In all of these cases, this disagreement does not appear to suggest any fault or weakness on the part of the filtered version of the procedure: in all four of those periods, the filtered procedure honed in on a subreddit that was the focal point for a significant event in the community. There isn’t necessarily a single source of community tumult that is potentially of interest to us in a community as large, wide, and diverse as Reddit, so small variations in anomaly detection procedure can produce different but equally interesting results.
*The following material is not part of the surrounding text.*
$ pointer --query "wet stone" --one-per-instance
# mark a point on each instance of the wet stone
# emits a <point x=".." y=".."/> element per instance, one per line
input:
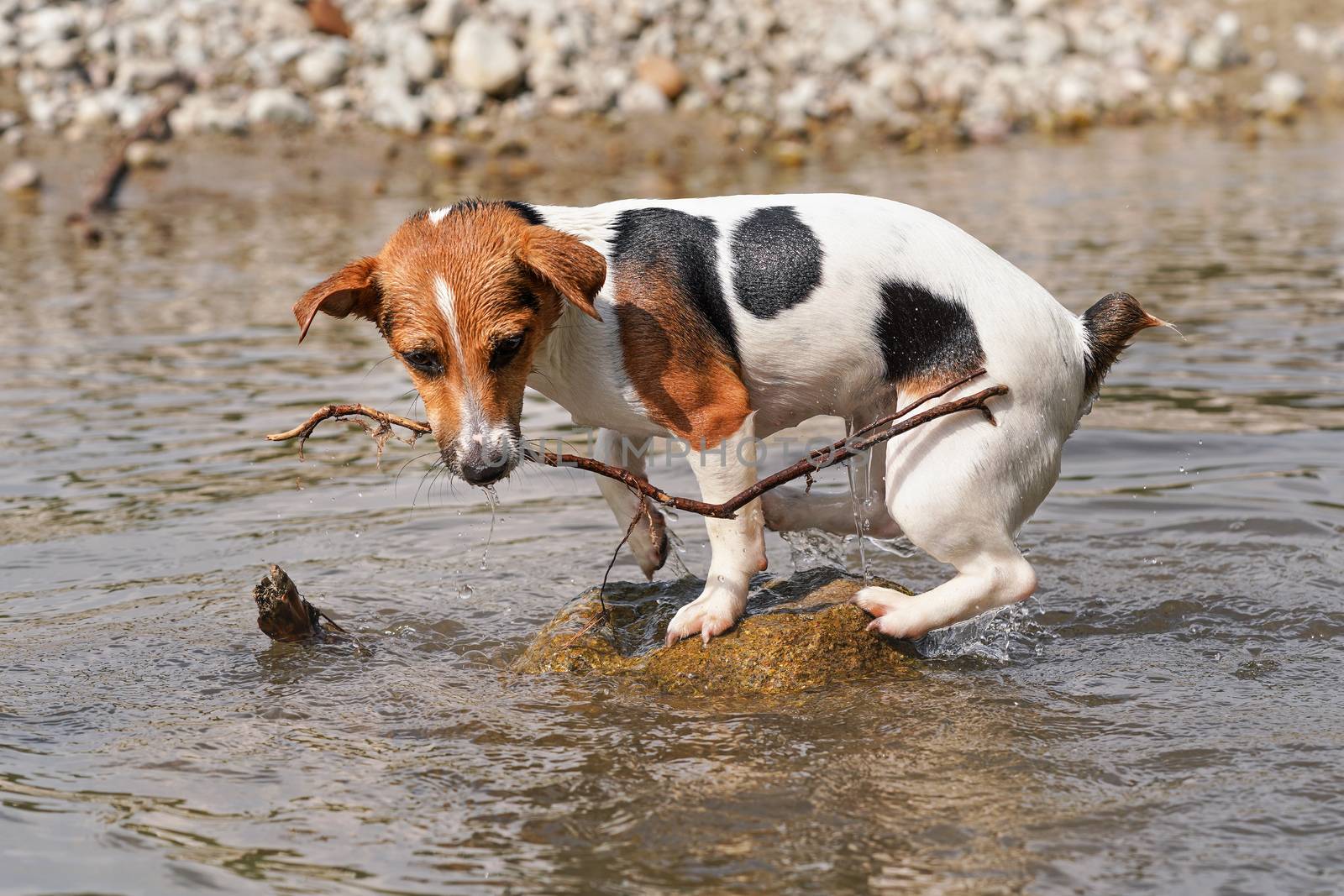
<point x="799" y="634"/>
I hope to share some of the results of additional modifications to the anomaly detection procedure in the near future (such as expanding the neighborhood beyond k=1 and using different local scan statistics).

Data compression

The “signficance graphs” resulting from this edge threshholding are orders of magnitude smaller – by edge count and positive-degree nodes – than their unfiltered counterparts.
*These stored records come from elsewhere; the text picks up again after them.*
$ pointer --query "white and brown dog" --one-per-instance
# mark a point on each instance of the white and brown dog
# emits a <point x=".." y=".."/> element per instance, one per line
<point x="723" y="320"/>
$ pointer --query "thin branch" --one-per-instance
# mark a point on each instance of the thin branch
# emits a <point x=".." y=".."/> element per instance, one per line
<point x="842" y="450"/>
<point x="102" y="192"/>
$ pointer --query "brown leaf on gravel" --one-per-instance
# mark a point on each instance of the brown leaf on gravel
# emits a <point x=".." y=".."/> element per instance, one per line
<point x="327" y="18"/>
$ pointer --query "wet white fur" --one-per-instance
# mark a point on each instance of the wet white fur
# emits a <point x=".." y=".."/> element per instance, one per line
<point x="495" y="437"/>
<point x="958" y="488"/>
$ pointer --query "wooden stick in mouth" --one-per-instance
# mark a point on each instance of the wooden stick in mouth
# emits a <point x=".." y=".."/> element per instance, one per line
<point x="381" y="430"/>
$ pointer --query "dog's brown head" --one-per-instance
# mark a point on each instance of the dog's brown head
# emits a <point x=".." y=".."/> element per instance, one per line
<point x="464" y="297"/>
Additionally, the ratio of vertices to edges is roughly constant (approximately 0.245) in the filtered graph, whereas this ratio approaches zero as the graph grows in the unfiltered graph.
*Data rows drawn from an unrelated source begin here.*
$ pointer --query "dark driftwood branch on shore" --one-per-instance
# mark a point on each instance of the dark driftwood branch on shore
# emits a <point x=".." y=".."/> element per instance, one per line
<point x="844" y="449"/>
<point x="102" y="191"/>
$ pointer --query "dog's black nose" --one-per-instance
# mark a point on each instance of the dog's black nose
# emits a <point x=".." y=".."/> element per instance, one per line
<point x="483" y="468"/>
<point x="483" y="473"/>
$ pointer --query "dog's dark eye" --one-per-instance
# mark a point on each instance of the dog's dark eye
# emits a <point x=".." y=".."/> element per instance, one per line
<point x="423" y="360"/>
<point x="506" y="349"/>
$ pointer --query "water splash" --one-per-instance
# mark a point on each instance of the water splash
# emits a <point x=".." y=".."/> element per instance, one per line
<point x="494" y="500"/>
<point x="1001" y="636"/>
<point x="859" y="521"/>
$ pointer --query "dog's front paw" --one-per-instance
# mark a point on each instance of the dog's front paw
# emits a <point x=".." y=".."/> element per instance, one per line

In other words, edge count grows linearly with node count in the significance graphs, but edge count grows much faster than node count in the unfiltered graphs.

Performance gains

Furthermore, because the filtered graphs are significantly smaller, the anomaly procedure is accomplished in seconds where it previously took several minutes, for first order local scan neighborhoods. Here are some performance comparisons between the significance filtered and unfiltered datasets (2007-2016, monthly graphs). All experiments performed on a conventional laptop (and for all experiments, tau=2):

Procedure Neighborhood order (k) Time
Unfiltered 1 3.5 minutes (215 seconds)
Unfiltered 2 Stopped after an hour
Unfiltered 3 Not attempted
Filtered 1 40 seconds
Filtered 2 44 seconds
Filtered 3 46 seconds

Conclusion

The application of binomial significance edge threshholding to the dynamic bipartite projection of a user-community social network results in a significant distillation of the information relevant to the anomaly detection task. The resulting sequence of graphs are orders of magnitude smaller, and the relationship between node count and edge count stabilizes to a linear relationship. This suggests that as node count increases, the relative performance gains from applying this procedure increase rapidly. This increased performance does not come at any noticeable cost to the quality of our results: in fact, it appears to improve the quality, which makes sense given that the justification for the thresholding we are performing is closely tied to the particular kinds of events we are hoping to detect.

Additionally, significantly reducing the edge count gives us much more flexibility in our ability to experiment with modifications to the anomaly detection procedure, as running local scan statistics on higher order neighborhoods (or even just playing with the particular local scan statistic we are using) becomes significantly more tractable on conventional hardware. A more complex anomaly detection procedure doesn’t necessarily ensure better results, but at least we now have the opportunity to experiment.